Ein Tinnitus kann sich ganz unterschiedlich anhören. Manche hören das klassische Piepen im Ohr, viele aber auch eher ein Summen, Sausen oder Knacken. In den allermeisten Fällen ist das Ohrgeräusch subjektiv, d.h. nur die Person selbst kann es hören. Nur in ganz seltenen Fällen ist er von außen hörbar, z.B. wenn der Arzt ein Stethoskop an das Ohr hält. Der Tinnitus entsteht dann durch Verknöcherungen oder Anomalien im Gehörgang.

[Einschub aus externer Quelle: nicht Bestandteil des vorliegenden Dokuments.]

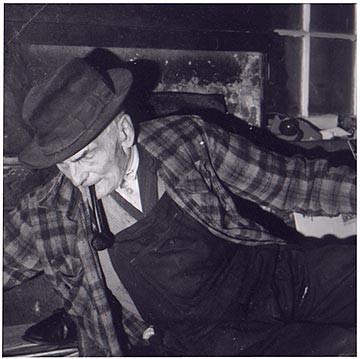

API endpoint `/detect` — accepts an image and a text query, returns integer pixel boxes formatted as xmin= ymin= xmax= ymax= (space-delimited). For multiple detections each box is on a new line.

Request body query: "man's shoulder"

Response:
xmin=23 ymin=172 xmax=81 ymax=217
xmin=139 ymin=115 xmax=209 ymax=142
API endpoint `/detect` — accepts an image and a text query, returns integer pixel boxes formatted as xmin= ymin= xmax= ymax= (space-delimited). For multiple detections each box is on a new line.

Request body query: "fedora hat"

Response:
xmin=19 ymin=58 xmax=132 ymax=169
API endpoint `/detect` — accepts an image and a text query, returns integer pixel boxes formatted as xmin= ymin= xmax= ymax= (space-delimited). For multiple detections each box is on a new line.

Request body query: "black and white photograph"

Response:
xmin=2 ymin=2 xmax=357 ymax=357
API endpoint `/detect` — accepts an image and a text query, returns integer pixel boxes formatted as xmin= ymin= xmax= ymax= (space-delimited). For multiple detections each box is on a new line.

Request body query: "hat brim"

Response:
xmin=19 ymin=68 xmax=132 ymax=169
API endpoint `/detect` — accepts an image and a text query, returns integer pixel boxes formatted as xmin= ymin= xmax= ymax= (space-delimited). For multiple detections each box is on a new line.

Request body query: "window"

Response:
xmin=275 ymin=4 xmax=356 ymax=117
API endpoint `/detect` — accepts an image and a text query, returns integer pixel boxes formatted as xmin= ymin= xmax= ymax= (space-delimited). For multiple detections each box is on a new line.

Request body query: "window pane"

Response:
xmin=309 ymin=38 xmax=355 ymax=114
xmin=310 ymin=4 xmax=355 ymax=33
xmin=270 ymin=4 xmax=302 ymax=30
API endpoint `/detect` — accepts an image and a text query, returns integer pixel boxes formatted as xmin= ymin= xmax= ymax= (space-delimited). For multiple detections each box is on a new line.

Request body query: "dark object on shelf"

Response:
xmin=22 ymin=308 xmax=77 ymax=345
xmin=279 ymin=118 xmax=304 ymax=141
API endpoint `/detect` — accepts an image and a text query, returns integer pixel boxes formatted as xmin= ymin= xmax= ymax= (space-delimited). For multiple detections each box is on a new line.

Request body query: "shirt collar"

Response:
xmin=124 ymin=145 xmax=139 ymax=181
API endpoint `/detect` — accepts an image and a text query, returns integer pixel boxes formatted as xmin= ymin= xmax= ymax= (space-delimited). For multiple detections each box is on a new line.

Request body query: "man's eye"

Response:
xmin=84 ymin=153 xmax=95 ymax=160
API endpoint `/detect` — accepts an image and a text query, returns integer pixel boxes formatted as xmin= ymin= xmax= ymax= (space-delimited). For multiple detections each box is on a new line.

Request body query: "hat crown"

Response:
xmin=19 ymin=58 xmax=132 ymax=168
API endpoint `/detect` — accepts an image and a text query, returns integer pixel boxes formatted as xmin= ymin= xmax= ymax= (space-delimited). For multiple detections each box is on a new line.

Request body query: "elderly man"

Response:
xmin=4 ymin=58 xmax=356 ymax=356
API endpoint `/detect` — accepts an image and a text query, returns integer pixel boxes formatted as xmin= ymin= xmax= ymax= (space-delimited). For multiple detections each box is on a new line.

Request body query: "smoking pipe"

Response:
xmin=89 ymin=185 xmax=114 ymax=251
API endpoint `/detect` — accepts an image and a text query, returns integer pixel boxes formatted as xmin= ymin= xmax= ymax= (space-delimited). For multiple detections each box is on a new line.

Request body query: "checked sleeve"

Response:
xmin=3 ymin=195 xmax=42 ymax=289
xmin=207 ymin=127 xmax=356 ymax=216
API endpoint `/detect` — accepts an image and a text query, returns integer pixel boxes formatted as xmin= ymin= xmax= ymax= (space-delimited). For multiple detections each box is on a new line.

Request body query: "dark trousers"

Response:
xmin=110 ymin=198 xmax=356 ymax=356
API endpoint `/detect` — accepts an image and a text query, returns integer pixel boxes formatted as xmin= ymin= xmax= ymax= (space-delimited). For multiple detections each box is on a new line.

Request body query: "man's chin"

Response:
xmin=95 ymin=181 xmax=113 ymax=199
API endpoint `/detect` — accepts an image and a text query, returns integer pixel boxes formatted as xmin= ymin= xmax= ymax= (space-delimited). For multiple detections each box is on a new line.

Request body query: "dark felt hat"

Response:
xmin=19 ymin=58 xmax=132 ymax=168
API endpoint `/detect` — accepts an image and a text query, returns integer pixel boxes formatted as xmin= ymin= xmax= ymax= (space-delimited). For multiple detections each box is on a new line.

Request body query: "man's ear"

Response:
xmin=116 ymin=113 xmax=135 ymax=149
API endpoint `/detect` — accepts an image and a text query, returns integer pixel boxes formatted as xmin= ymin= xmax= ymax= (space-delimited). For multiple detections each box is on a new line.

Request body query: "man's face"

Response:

Akuter und chronischer Tinnitus
Ärzte unterscheiden zwischen drei Formen: Die akute Form, die subakute und die chronische Form. Akut bedeutet, dass das Ohrensausen gerade erst begonnen hat (weniger als drei Monate). Bei subakuten und chronischen Formen besteht es schon länger (mehr als drei Monate bzw. länger als ein Jahr). Diese Einteilung beruft sich vor allem auf den zeitlichen Verlauf der Erkrankung. Sie sagt nichts über die Behandelbarkeit des Tinnitus aus. Auch bei einem chronischen Verlauf macht die Behandlung Sinn.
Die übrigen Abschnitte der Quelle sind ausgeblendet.